Six weeks after El Paso County shelled out $32,000 in tax dollars to make its public information officer go away, the employee's abrupt departure still is shrouded in mystery.
And what exactly happened between Ann Ervin and the county could remain secret forever. Other than the golden parachute -- which represents more than half of Ervin's $62,678 annual salary -- both sides have agreed not to talk about conditions surrounding her departure. Ervin, a former local TV reporter, worked for the county for five years.
She is at least the fourth county employee to have received a payout over the last two years. Those employees have reaped at least $112,000. Other deals were hammered out with former Parks Director Barbara Nugent in 2003 and Assistant County Manager Dennis Cripps in 2004.

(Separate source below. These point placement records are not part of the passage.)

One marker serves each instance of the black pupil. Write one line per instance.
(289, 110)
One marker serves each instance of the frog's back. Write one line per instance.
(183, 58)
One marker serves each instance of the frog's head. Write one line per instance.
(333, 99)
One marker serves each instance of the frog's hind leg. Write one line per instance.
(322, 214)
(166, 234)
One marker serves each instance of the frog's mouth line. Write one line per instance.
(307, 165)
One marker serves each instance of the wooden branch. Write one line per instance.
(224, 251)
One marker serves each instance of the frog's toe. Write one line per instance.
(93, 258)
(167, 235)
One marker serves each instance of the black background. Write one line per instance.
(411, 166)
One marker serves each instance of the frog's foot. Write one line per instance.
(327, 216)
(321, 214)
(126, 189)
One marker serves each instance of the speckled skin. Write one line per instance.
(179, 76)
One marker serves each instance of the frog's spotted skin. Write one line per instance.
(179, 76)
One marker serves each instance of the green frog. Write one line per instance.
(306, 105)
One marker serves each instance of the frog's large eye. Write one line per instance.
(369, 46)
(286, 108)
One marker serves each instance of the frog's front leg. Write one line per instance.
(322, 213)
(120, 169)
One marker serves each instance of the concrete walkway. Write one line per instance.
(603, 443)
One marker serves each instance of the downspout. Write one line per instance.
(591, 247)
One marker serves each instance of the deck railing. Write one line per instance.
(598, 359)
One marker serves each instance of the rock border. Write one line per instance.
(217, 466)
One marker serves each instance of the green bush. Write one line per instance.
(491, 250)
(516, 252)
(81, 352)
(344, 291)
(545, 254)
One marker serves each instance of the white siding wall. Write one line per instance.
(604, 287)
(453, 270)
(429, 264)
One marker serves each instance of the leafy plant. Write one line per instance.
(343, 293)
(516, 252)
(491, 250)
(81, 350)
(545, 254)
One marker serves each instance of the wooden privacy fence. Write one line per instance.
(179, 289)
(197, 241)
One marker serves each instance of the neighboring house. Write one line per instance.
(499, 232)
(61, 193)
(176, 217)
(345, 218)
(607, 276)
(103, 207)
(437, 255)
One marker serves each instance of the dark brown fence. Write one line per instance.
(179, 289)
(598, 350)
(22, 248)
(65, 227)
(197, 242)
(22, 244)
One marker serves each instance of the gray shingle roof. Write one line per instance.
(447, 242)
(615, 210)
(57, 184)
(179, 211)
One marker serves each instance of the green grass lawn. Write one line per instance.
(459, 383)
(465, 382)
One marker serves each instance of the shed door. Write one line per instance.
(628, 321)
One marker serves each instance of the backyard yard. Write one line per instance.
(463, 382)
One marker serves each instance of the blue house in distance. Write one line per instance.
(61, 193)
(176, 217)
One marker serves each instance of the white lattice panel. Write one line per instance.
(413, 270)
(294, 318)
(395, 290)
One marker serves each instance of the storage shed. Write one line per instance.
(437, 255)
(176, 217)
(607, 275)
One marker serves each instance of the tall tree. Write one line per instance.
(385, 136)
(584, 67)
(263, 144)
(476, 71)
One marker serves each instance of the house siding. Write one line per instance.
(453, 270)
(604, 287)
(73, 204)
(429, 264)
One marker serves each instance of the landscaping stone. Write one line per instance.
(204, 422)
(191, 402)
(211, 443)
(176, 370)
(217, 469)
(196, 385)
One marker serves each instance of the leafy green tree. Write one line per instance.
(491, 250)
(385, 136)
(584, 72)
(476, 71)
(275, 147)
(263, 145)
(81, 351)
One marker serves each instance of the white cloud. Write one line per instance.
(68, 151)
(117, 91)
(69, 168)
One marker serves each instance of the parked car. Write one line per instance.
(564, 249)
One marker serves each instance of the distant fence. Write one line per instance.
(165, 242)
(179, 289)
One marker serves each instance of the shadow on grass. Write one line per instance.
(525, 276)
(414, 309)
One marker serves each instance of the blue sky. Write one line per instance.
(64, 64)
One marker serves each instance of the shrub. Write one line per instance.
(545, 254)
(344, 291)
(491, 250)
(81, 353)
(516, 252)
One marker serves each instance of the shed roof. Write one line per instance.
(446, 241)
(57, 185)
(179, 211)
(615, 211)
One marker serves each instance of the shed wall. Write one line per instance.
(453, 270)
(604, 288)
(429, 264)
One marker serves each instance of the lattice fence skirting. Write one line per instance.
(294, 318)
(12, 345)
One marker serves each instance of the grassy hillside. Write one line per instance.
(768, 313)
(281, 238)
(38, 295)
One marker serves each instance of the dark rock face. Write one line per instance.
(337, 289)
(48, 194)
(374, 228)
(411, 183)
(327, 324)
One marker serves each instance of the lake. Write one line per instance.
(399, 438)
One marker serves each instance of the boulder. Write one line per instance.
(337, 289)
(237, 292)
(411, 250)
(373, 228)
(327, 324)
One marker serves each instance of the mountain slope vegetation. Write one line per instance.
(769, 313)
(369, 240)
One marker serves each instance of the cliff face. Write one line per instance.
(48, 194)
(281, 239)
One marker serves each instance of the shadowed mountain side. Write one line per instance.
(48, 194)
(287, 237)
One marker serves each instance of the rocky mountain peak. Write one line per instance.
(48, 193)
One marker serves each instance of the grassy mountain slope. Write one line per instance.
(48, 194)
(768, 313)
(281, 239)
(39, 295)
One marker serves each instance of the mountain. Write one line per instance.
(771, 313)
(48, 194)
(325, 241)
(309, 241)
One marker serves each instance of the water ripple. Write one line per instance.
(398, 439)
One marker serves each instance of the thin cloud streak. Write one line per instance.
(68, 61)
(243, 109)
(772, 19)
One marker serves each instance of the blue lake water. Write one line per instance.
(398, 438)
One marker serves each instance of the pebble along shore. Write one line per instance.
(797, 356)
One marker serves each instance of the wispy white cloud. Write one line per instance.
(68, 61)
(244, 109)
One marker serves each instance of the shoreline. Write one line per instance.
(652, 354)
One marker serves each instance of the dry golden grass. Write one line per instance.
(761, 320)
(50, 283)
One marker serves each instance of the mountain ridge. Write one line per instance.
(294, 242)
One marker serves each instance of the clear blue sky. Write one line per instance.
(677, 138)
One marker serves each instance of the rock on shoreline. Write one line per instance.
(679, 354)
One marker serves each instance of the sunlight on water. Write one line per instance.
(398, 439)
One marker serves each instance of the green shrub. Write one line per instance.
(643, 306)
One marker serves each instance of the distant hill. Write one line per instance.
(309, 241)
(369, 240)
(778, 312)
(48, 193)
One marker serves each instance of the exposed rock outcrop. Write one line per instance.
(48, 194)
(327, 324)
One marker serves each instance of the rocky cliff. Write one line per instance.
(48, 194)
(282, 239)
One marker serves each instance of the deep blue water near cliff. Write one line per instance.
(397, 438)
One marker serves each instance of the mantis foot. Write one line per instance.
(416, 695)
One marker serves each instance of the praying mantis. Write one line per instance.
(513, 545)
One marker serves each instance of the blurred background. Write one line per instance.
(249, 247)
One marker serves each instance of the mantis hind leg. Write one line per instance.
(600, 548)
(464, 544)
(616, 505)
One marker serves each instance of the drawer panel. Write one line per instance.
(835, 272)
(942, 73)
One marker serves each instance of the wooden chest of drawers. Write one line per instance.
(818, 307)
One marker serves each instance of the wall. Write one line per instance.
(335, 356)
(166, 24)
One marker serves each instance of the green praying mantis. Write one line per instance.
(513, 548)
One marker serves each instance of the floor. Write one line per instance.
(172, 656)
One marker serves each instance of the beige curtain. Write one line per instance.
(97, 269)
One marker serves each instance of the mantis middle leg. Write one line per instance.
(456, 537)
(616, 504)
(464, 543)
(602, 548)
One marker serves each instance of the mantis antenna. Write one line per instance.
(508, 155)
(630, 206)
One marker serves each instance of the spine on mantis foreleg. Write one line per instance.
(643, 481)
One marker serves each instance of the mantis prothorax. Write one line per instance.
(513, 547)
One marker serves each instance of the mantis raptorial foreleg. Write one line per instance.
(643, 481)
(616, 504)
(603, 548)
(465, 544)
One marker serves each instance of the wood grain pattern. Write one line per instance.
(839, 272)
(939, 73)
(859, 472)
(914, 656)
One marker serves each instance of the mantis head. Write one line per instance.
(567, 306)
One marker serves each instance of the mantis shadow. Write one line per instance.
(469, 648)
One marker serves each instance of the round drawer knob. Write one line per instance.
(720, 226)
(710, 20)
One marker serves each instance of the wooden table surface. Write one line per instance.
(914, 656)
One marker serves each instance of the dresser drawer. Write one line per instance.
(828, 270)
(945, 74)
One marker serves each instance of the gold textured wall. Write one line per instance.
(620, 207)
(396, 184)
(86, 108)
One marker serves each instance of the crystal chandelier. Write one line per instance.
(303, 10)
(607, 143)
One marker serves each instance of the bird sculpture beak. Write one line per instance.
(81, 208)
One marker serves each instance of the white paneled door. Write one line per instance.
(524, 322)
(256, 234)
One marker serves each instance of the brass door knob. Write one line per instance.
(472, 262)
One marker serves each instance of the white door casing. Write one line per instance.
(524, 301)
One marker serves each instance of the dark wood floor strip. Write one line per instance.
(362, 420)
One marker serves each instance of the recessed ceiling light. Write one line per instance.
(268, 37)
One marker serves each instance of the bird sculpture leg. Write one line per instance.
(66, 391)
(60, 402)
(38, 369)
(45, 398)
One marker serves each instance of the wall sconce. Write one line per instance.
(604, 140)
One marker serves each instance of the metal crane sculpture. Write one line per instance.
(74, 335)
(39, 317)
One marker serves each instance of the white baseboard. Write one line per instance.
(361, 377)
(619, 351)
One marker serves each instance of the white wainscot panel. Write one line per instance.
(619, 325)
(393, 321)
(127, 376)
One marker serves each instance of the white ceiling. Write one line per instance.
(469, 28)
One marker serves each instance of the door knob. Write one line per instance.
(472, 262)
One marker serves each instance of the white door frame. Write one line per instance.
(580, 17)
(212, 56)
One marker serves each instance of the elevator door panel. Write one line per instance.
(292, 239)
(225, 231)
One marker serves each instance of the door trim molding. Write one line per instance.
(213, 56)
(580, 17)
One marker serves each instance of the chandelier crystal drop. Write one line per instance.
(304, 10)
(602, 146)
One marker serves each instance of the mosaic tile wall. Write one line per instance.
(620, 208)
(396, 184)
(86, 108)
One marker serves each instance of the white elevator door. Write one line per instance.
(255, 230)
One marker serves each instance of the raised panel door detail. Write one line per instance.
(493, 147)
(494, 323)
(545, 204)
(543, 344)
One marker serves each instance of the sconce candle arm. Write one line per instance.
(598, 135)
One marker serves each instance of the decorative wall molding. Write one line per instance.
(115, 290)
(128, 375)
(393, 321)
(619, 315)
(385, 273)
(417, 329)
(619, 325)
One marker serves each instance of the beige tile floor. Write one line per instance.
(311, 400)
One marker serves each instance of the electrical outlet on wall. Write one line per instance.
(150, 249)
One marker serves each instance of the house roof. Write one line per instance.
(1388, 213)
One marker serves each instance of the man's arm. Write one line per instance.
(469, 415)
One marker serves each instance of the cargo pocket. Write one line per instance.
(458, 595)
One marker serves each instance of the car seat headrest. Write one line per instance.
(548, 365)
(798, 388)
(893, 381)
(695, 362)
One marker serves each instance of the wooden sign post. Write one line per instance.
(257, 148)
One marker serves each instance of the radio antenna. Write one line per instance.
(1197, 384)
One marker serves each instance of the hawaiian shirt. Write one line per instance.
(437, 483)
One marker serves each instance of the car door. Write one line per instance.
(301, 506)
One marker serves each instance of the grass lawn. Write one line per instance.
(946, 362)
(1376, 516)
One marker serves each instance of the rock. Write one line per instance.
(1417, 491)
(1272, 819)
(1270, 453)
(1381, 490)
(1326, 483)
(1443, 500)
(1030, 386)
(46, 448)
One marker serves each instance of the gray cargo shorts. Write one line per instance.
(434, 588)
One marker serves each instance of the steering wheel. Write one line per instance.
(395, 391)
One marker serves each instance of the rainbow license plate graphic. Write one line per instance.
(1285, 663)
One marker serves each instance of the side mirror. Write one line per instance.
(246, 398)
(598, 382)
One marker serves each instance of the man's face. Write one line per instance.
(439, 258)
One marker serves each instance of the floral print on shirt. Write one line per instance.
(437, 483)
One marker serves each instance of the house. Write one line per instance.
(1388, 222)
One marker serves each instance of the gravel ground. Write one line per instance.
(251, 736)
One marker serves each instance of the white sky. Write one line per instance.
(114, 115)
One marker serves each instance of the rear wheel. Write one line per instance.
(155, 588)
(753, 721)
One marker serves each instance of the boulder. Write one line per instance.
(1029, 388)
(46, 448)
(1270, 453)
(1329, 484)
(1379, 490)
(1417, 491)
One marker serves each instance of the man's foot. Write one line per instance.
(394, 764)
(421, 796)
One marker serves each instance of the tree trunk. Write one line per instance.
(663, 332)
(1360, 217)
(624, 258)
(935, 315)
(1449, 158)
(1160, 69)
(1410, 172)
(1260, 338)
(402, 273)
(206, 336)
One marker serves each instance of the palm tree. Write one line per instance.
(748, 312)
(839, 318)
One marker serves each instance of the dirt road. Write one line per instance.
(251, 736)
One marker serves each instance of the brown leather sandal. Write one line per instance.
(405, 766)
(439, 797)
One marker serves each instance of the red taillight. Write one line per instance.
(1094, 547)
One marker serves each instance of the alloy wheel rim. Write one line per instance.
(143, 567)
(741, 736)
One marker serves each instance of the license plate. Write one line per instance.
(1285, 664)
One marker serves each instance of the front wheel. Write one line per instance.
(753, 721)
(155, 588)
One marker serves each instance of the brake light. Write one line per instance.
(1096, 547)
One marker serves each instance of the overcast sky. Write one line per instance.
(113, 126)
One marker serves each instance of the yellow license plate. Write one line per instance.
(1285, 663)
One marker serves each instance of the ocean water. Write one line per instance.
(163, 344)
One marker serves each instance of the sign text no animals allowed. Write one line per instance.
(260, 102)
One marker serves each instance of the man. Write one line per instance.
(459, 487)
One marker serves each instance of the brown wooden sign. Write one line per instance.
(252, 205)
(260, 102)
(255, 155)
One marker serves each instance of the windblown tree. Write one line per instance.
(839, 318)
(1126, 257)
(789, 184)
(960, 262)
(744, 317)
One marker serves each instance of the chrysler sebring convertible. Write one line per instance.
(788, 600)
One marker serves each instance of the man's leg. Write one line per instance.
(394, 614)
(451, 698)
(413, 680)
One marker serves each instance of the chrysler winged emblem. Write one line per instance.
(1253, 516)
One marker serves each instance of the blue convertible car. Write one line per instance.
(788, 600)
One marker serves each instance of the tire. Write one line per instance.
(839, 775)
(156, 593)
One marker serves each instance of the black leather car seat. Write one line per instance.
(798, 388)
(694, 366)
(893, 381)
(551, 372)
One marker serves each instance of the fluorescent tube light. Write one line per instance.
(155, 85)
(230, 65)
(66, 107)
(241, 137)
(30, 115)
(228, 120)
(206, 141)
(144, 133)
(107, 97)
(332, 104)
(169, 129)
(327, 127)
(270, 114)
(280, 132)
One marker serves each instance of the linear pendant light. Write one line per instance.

"I'm going to be a stay-at-home mom," Ervin says, declining additional comment.
Ervin's settlement, obtained by the Independent, says she won't sue the county for "any claim of retaliatory treatment" and that she agrees never again to seek employment with the county.
In addition to the cash, she gets a "favorable employment recommendation."
Ervin's settlement was not approved by any elected officials. Rather, County Attorney Bill Louis brokered the deal.
"There is probably a better way to do this," says Commissioner Wayne Williams, who has proposed a policy requiring a formal vote involving any severance deal of more than $25,000.
Commissioner Sallie Clark, however, maintains that the current system prevents internal employee matters from becoming public spectacles.
"I don't want to see employees become political footballs," she says.
The Independent analyzed the two performance evaluations the county has on file for Ervin. Completed in 2001 and in March 2005, the evaluations show that county officials were satisfied, and occasionally thrilled, with Ervin's work.
Clark says she has "full faith" that the county's actions were fair and necessary.